A novel Food and Drug Administration–listed device has become available recently to address this apparent gap in infection prevention technology and practice. Designed in collaboration with clinicians, the single-use transparent line guard (VALGuard® Vascular Access Line Guard, Covalon Technologies Ltd., Mississauga, Ontario, Canada; Figure 2) was developed in response to feedback from NICU personnel linking CLABSI cases in their practice to gross contamination events. Built with safety, efficiency, comfort, and cost in mind, the line guard has since been introduced at pediatric hospitals in the United States, implemented to enhance safety and standardize practice, moving away from makeshift solutions.

A quick-release pull tab incorporated in the design allows for quick removal, an important safety feature for maintaining fast access to infusion hubs in case of emergency, as well as for efficiency in normal practice which can require a CVAD to be accessed multiple times per day. The ability to quickly and easily apply and remove the barrier addresses a key challenge and safety concern with the various off-label solutions used to date. Wax film, tape, or plastic wraps, for example, can be especially tedious to remove from a line.
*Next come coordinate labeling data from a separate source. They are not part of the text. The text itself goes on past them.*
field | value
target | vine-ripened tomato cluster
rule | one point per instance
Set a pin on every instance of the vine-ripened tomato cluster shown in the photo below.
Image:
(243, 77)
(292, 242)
It is a well-established rule that anything which may result in scissors being used around CVAD tubing should be avoided.

The product's transparency maintains visibility of CVAD connections and hubs at all times, allowing for clinicians, caregivers, or patients themselves to quickly detect a misconnection, leak, or contamination. Although the product was designed with the primary intention of keeping potential pathogens out, in some cases, keeping a barrier between the patient and the medication within the CVAD tubing is also a benefit. For oncology patients receiving chemotherapy drugs, for example, care must be taken to ensure patients and clinicians are not exposed to the drug outside of what is being delivered intravenously.

Functionally, the line guard is easy to use and incorporate into clinical workflow with basic training. It is available in two sizes that cover most connectors, including large manifold systems. Early adoption has been focused on the pediatric space due to a recognized need for a barrier and common use of the alternative solutions mentioned above; however, the product has widespread application in various high-risk patient populations for CLABSI. Compared with PIVs, CVADs are associated with an increased risk of infection which necessitates strict, multilayer infection prevention protocols and hygiene practices. However, increasing attention and research on the true contribution of PIVs to infection rates suggest that many infection prevention practices may be of benefit regardless of line type.⁴⁰

Summary

The past few years have seen a sharp increase in CLABSI rates across settings, and more than ever, new solutions are needed to strengthen infection prevention bundles. Practical, cost-effective solutions that can be easily incorporated into current practice have the potential to improve outcomes without the burden of an added substantial cost or clinical time investment. Following innovation and introduction of a new solution, research is needed to determine the performance of the product beyond a case-by-case assessment. As such work is undertaken, we must lean on clinical expertise and an understanding of the pathogenesis of CLABSI to guide prevention practices. The actions of our peers and research on causes of CLABSI favor barrier protection where CVADs are vulnerable to pathogen entry, for which there is now a dedicated, safe, and cost-effective solution available.